The Universe of Discourse


Thu, 11 May 2017

Zomg lots more anagram stuff

I'm almost done with anagrams. For now, anyway. I think. This article is to mop up the last few leftover anagram-related matters so that I can put the subject to rest.

(Earlier articles: [1] [2] [3] [•] )

Code is available

Almost all the code I wrote for this project is available on Github.

The documentation is not too terrible, I think.

Anagram lists are available

I have also placed my scored anagram lists on my web site. Currently available are:

  • Original file from the 1990s. This contains 23,521 anagram pairs, the results of my original scoring algorithm on a hand-built dictionary that includes the Unix spellcheck dictionary (/usr/dict/words), the Webster's Second International Dictionary word list, and some lexicons copied from a contemporaneous release of WordNet. This file has been in the same place on my web site since 1997 and is certainly older than that.

  • New file from February. Unfortunately I forget what went into this file. Certainly everything in the previous file, and whatever else I had lying around, probably including the Moby Word Lists. It contains 38,333 anagram pairs.

  • Very big listing of Wikipedia article titles. (11 MB compressed) I acquired the current list of article titles from the English Wikipedia; there are around 13,000,000 of these. I scored these along with the other lexicons I had on hand.
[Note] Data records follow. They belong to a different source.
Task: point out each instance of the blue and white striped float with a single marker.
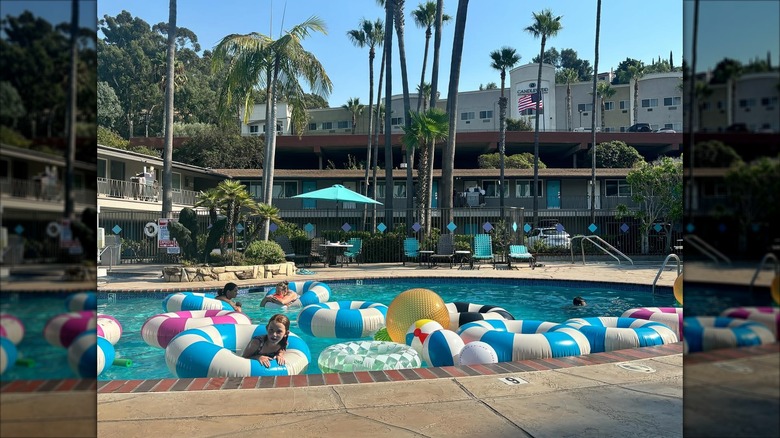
(309, 292)
(180, 301)
(342, 319)
(462, 313)
(526, 339)
(81, 301)
(215, 351)
(703, 333)
(607, 333)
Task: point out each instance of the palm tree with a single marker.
(544, 26)
(283, 62)
(425, 18)
(167, 207)
(568, 75)
(355, 108)
(503, 59)
(448, 157)
(427, 128)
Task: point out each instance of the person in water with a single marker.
(227, 294)
(273, 344)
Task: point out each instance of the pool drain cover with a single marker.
(636, 368)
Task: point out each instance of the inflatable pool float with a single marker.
(769, 316)
(526, 339)
(214, 351)
(62, 329)
(109, 328)
(607, 333)
(81, 301)
(309, 292)
(462, 313)
(669, 316)
(703, 333)
(367, 356)
(158, 330)
(184, 301)
(342, 319)
(11, 328)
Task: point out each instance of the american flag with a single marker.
(528, 101)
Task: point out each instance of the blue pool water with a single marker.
(537, 299)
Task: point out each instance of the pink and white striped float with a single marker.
(159, 330)
(669, 316)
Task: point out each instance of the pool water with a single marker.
(539, 300)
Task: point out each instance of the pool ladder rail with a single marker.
(595, 241)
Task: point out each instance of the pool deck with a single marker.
(636, 392)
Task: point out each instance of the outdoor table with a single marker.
(333, 251)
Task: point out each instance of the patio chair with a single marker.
(289, 252)
(483, 248)
(353, 254)
(411, 249)
(445, 250)
(520, 253)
The results include 1,657,150 anagram pairs. See below for more discussion of this.

!‌!Con talk

On Saturday I gave a talk about the anagram-scoring work at !‌!Con in New York. The talk was not my best work, since I really needed 15 minutes to do a good job and I was unwilling to cut it short enough. (I did go overtime, which I deeply regret.) At least nobody came up to me afterward and complained.

Talk materials are on my web site and I will link other talk-related stuff from there when it becomes available. The video will be available around the end of May, and the text transcript probably before that.

[ Addendum 20170518: The video is available thanks to Confreaks. ]

Both algorithms are exponential

The day after the talk an attendee asked me a very good question: why did I say that one algorithm for scoring algorithms was better than the other, when they are both exponential? (Sorry, I don't remember who you were—if you would like credit please drop me a note.)

The two algorithms are:

  • A brute-force search to construct all possible mappings from word A to word B, and then calculate the minimum score over all mappings (more details)

  • The two words are converted into a graph; we find the maximum independent set in the graph, and the size of the MIS gives the score (more details)

The answer to this excellent question begins with: just because two problems are both hard doesn't mean they are equally hard. In this case, the MIS algorithm is better for several reasons:

  1. The number of possible mappings from A to B depends on the number of repeated letters in each word. For words of length n, in the worst case this is something like !! n! !!. This quantity is superexponential; it eventually exceeds !! c^n !! for all constants !!c!!. The naïve algorithm for MIS is only exponential, having !!c=2!!.

  2. The problem size for the mapping algorithm depends on the number of repeated letters in the words. The problem size for the MIS algorithm depends on the number of shared adjacent letter pairs in the two words. This is almost always much smaller.

  3. There appears to be no way to score all the mappings without constructing the mappings and scoring them. In contrast, MIS is well-studied and if you don't like the obvious !!2^n!! algorithm you can do something cleverer that takes only !!1.22^n!!.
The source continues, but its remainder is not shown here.